We use some of Vaex's special sauce to allow the extreme flexibility for advance pipeline solutions while insuring we have a tool that works on big data.

Examples

1. Data science

SKlearn

import pandas as pd
from xgboost.sklearn import XGBClassifier
from goldilox.datasets import load_iris

# Get teh data
df, features, target = load_iris()

# modeling
model = XGBClassifier().fit(df[features], df[target])

Vaex

import vaex
from goldilox.datasets import load_iris
from vaex.ml.xgboost import XGBoostModel
import numpy as np

df, features, target = load_iris()
df = vaex.from_pandas(df)

# feature engineering example
df["petal_ratio"] = df["petal_length"] / df["petal_width"]
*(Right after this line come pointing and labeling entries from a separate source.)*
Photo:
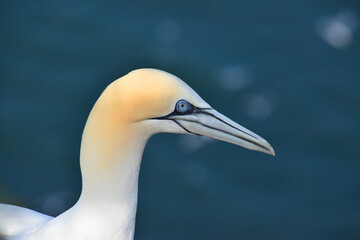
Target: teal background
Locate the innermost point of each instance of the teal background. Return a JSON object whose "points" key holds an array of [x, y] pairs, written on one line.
{"points": [[287, 70]]}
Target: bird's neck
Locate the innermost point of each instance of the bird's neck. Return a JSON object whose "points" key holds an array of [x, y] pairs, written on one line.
{"points": [[110, 160]]}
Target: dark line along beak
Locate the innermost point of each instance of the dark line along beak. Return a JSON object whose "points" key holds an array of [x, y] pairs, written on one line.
{"points": [[210, 123]]}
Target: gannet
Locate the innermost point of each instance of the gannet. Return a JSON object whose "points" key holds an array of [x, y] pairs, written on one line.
{"points": [[129, 111]]}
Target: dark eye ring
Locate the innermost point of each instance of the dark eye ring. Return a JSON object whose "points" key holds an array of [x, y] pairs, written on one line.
{"points": [[182, 106]]}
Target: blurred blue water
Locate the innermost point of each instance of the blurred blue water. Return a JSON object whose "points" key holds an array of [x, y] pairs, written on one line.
{"points": [[288, 70]]}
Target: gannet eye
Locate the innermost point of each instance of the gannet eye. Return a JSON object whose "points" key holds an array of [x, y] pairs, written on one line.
{"points": [[182, 106]]}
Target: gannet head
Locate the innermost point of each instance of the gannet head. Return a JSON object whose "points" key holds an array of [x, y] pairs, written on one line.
{"points": [[153, 101]]}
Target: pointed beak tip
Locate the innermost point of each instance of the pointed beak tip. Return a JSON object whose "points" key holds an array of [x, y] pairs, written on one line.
{"points": [[272, 152]]}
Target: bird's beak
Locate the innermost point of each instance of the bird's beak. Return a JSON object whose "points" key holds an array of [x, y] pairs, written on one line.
{"points": [[210, 123]]}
features.append('petal_ratio')
# modeling
booster = XGBoostModel(
    features=features,
    target=target,
    prediction_name="prediction",
    num_boost_round=500,
)
booster.fit(df)
df = booster.transform(df)

# post modeling processing example 
df["prediction"] = np.around(df["prediction"])
df["label"] = df["prediction"].map({0: "setosa", 1: "versicolor", 2: "virginica"})

2. Build a production ready pipeline

In one line (-:

from goldilox import Pipeline

# sklearn - When using sklearn, we want to have an example of the raw production query data
pipeline = Pipeline.from_sklearn(model, raw=Pipeline.to_raw(df[features]))

# vaex
pipeline = Pipeline.from_vaex(df)

# Save and load
pipeline.save( < path >)
pipeline = Pipeline.from_file( < path >)

3. Deploy

glx serve <path>

[2021-11-16 18:54:44 +0100] [74906] [INFO] Starting gunicorn 20.1.0
[2021-11-16 18:54:44 +0100] [74906] [INFO] Listening at: http://127.0.0.1:5000 (74906)
[2021-11-16 18:54:44 +0100] [74906] [INFO] Using worker: uvicorn.workers.UvicornH11Worker
[2021-11-16 18:54:44 +0100] [74911] [INFO] Booting worker with pid: 74911
[2021-11-16 18:54:44 +0100] [74911] [INFO] Started server process [74911]
[2021-11-16 18:54:44 +0100] [74911] [INFO] Waiting for application startup.
[2021-11-16 18:54:44 +0100] [74911] [INFO] Application startup complete.

4. Training: For experiments, cloud training, automations, etc,.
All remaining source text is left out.